Before we begin, let’s remind ourselves of what the idea of hypothesis testing is. Essentially, we are going to start with our null hypothesis: our idea that we initially believe to be true, or the status quo. We are going to assume that this is true, and then look at the probability of the data that we collected, given the null hypothesis. If the data is very unlikely (again, given the null), we reject the null hypothesis. If the data is roughly congruent with the null hypothesis (at whatever significance level we’ve decided on), then we fail to reject the null hypothesis.

In this way, hypothesis testing is much like a trial where the null hypothesis would be innocence. If the evidence is overwhelmingly unlikely given that they are innocent, then we reject the hypothesis of innocence, finding them guilty. However, if the evidence is congruent with them being innocent, then we fail to reject their innocence, finding them not guilty instead.

Let’s look at an example to help explain this.

Testing $\mu = \mu_0$ (large samples)

Let’s start by testing the null hypothesis that our population mean, $\mu$ , is equal to some predetermined value, $\mu_0$ . In this case, our null hypothesis (our starting point) is that the population mean $\mu = \mu_0$ , and we will then look at the data to see if that is likely.

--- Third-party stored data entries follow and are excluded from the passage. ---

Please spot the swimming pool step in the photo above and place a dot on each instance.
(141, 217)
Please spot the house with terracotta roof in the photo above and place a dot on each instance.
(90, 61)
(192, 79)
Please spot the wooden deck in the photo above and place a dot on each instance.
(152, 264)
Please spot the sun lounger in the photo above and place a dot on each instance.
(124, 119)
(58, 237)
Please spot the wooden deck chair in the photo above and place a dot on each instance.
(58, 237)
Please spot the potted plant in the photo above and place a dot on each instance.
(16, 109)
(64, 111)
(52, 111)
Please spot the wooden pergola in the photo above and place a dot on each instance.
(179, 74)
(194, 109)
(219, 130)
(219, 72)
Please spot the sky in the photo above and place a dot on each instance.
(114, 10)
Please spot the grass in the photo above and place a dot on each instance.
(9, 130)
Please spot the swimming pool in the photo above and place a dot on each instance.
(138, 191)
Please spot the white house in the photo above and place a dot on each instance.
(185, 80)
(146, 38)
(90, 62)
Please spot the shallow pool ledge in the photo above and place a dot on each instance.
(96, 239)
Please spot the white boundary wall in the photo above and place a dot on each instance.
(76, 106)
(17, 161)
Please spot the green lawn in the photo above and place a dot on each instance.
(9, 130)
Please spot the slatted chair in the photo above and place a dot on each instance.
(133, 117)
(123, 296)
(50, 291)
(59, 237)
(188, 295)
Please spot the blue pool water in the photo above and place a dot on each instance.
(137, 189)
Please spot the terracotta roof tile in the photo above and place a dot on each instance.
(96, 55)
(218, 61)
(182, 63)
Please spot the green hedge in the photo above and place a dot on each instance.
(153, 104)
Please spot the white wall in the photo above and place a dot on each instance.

It seems reasonable to start with our sample mean, $\bar{x}$ . We know that under some reasonable assumptions,

\bar{X} \sim \text{Normal}\left(\mu, \frac{\sigma}{\sqrt{n}}\right)

assuming that the underlying population has mean $\mu$ and standard deviation $\sigma$ . In our case, since we start with the assumption that the null hypothesis is correct, we have

\bar{X} \sim \text{Normal}\left(\mu_0, \frac{\sigma}{\sqrt{n}}\right)

or more commonly,

z = \frac{\bar{x} - \mu_0}{\sigma / \sqrt{n}} \sim \text{Normal}(0, 1)

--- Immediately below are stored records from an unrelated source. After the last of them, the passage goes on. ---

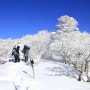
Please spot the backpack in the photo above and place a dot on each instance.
(14, 51)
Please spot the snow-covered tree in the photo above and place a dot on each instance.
(67, 24)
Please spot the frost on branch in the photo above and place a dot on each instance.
(67, 24)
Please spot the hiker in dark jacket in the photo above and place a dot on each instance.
(25, 51)
(15, 52)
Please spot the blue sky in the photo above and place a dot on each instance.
(22, 17)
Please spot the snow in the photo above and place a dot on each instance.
(49, 75)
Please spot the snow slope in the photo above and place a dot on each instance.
(49, 75)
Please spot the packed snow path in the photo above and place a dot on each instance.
(48, 76)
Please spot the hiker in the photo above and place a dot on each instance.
(25, 51)
(15, 52)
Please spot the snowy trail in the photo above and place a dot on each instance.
(48, 76)
(20, 75)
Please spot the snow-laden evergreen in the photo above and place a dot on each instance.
(61, 58)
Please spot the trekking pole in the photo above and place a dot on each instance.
(32, 65)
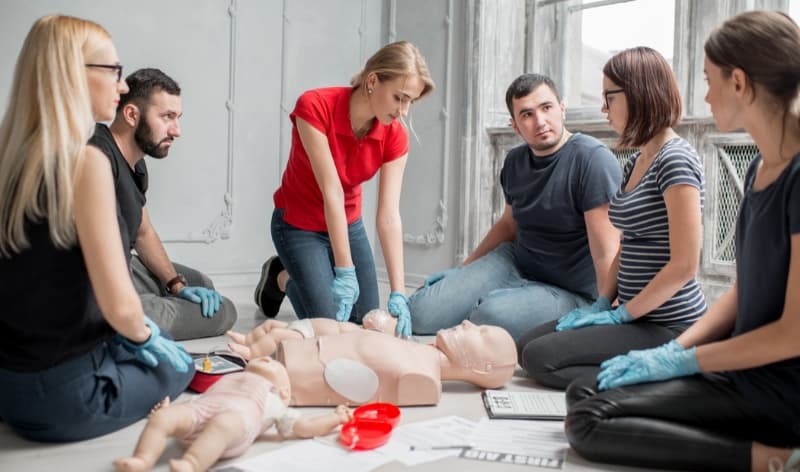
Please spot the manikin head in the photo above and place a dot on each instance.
(152, 110)
(483, 355)
(274, 372)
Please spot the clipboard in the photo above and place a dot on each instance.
(527, 405)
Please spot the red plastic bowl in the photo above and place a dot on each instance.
(384, 412)
(365, 434)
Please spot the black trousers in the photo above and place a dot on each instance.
(693, 423)
(556, 358)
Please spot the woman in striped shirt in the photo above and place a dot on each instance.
(658, 211)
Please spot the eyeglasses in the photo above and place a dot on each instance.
(610, 92)
(116, 67)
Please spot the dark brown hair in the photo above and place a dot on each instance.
(654, 102)
(763, 44)
(524, 85)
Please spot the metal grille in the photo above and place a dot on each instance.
(732, 162)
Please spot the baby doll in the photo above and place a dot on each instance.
(264, 339)
(225, 420)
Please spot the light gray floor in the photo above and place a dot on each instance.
(96, 455)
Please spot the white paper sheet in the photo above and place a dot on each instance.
(430, 439)
(524, 442)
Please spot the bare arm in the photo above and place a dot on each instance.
(152, 252)
(505, 229)
(683, 215)
(388, 222)
(99, 237)
(604, 247)
(768, 344)
(319, 153)
(310, 426)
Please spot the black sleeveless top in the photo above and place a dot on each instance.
(48, 312)
(130, 185)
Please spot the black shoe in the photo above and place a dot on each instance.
(268, 296)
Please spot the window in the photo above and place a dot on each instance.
(605, 29)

If the sample size is large, we can safely substitute the sample standard deviation, $s$ , for the true population standard deviation, $\sigma$ .

z = \frac{\bar{x} - \mu_0}{s / \sqrt{n}} \sim \text{Normal}(0, 1)

If we want to test our hypothesis at a significance level of $\alpha$ against the alternative hypothesis that $\mu \neq \mu_0$ , then we know that the region $[-z_{\alpha / 2}, z_{\alpha / 2}]$ contains $1 - \alpha$ of the probability, and so if our null hypothesis is true, then with probability $1-\alpha$ our sample mean $\bar{x}$ will be in this region. Conversely, with probability $\alpha$ it will not be in this region, and so we will reject the null hypothesis.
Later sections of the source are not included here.